2026-05-19 · 6 min read

race-02 and the rise of agentic race conditions

Why race conditions are the bug class your scanner has never had a sane way to find — and how we are building an agent for them.

rae kimco-founder

#agents#race-conditions#methodology

race-02 is our race-condition agent. Races are the class we have found hardest to build a useful agent for: our first prototype barely reproduced anything, and most of the work since has been getting the false-positive rate low enough that the findings are worth shipping at all.

The reason it took us until 2026 to build a useful race-condition agent — and the reason your favorite static analyzer has never found one — is that races are not a code-shaped bug. They are a *deployment-shaped* bug. You cannot reason about a race from the source code alone; you have to actually concurrent-request the live endpoint and see whether the database lets you double-spend.
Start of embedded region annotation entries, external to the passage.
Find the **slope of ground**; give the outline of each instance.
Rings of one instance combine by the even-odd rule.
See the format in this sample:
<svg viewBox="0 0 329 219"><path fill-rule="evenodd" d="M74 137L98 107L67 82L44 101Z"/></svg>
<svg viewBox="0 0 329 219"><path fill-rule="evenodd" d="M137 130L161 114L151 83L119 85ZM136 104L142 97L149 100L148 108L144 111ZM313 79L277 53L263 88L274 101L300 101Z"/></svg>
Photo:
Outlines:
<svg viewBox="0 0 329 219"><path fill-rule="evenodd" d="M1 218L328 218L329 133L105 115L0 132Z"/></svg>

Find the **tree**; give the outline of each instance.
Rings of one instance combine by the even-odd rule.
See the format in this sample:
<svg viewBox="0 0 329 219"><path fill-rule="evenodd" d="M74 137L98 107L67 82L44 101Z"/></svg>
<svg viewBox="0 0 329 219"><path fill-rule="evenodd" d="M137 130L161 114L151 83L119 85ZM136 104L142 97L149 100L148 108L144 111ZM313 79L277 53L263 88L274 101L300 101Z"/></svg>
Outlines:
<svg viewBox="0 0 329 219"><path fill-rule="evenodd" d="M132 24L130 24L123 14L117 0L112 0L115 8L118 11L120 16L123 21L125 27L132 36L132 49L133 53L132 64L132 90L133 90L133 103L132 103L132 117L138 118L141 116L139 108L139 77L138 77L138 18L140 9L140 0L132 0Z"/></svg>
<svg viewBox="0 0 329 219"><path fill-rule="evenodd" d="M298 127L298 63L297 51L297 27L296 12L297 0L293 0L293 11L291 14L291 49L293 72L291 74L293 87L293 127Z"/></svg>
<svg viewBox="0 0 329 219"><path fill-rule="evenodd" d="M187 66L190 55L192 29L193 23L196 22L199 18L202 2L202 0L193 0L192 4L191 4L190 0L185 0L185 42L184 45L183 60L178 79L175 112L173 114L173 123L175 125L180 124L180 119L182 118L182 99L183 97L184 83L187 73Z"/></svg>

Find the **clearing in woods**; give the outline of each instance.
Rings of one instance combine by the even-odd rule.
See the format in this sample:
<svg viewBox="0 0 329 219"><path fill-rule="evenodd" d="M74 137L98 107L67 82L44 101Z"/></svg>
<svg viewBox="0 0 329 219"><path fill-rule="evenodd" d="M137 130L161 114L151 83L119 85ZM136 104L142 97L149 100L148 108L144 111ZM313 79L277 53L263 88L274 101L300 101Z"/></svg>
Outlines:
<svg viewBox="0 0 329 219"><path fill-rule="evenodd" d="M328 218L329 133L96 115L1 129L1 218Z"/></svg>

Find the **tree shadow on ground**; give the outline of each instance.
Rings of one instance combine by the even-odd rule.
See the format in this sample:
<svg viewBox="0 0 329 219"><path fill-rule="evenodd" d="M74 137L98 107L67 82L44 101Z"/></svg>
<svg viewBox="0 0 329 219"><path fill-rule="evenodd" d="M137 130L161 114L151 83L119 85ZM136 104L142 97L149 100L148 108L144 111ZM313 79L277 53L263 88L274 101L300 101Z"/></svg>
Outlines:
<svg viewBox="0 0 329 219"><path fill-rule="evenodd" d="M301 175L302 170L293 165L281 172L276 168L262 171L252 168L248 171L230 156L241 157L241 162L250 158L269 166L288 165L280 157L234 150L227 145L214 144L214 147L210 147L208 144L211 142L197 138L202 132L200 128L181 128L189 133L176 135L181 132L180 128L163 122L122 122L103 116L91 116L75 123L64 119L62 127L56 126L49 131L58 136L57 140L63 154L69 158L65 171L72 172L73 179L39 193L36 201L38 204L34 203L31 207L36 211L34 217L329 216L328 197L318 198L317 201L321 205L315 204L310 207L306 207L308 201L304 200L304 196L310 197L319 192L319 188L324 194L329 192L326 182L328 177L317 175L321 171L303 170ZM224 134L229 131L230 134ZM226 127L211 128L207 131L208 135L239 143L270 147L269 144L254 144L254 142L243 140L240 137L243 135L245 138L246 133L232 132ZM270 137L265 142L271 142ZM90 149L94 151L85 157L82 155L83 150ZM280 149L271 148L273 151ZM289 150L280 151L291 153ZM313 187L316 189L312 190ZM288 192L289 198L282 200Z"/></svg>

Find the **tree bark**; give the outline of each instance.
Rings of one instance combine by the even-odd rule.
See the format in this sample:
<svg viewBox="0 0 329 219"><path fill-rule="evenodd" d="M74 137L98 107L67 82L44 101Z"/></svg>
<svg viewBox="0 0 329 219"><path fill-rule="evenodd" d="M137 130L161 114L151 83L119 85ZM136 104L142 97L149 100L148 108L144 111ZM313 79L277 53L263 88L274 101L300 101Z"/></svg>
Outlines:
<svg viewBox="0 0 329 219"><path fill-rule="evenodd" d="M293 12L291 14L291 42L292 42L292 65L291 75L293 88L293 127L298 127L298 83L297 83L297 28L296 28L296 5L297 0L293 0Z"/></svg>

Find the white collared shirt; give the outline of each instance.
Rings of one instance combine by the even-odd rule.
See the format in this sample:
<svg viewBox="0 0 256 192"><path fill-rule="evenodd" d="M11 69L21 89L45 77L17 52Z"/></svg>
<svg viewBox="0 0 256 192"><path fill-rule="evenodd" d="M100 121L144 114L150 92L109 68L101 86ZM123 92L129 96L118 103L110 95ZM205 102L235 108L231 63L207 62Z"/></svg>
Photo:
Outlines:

why LLMs were bad at this until recently

Models in the Claude 3 / GPT-4 era were too eager. Ask them to find a race condition and they would identify ten "potential" races, of which zero would reproduce. The signal-to-noise ratio was so bad that the validator was effectively the entire agent — and the validator does not have the surface area an actual LLM does.

Claude Sonnet 4.6 and Opus 4.7 changed the math. The models reason about temporal ordering, retain enough context across tool calls to build a hypothesis incrementally, and (critically) know when to stop. race-02 spends 60% of its budget on hypotheses it never ships, because it learns mid-run that the endpoint is idempotent and bails.

the shapes race-02 is built to catch

Coupon stacking on /v1/checkout/apply — the same shape shows up across very different stacks.
A double-attribution race in a usage-based billing service: two events land in the same window, both incrementing the counter independently.
A team-invite TOCTOU: token validation and team-membership write that are not in the same transaction.
A refund loop: refunding a partially-shipped order while the shipment status is racing means you could refund and still receive the merchandise.
A scope-creep race on our own scope proxy — found by pointing race-02 at our own staging. We were the first target it broke; we love it for that.

what this means for you

If you have a billing service, a refund flow, or any state machine that does multi-step writes through a non-serializable transaction, you have race-condition surface. race-02 is enabled by default for every project; it will probe your checkout and refund routes in the first 24 hours.

If you would rather it not — say you know your reconciler will catch the double-spend within a minute and you do not want spurious findings — drop the agent class from your project scope. Defaults are sensible; opt-outs are explicit.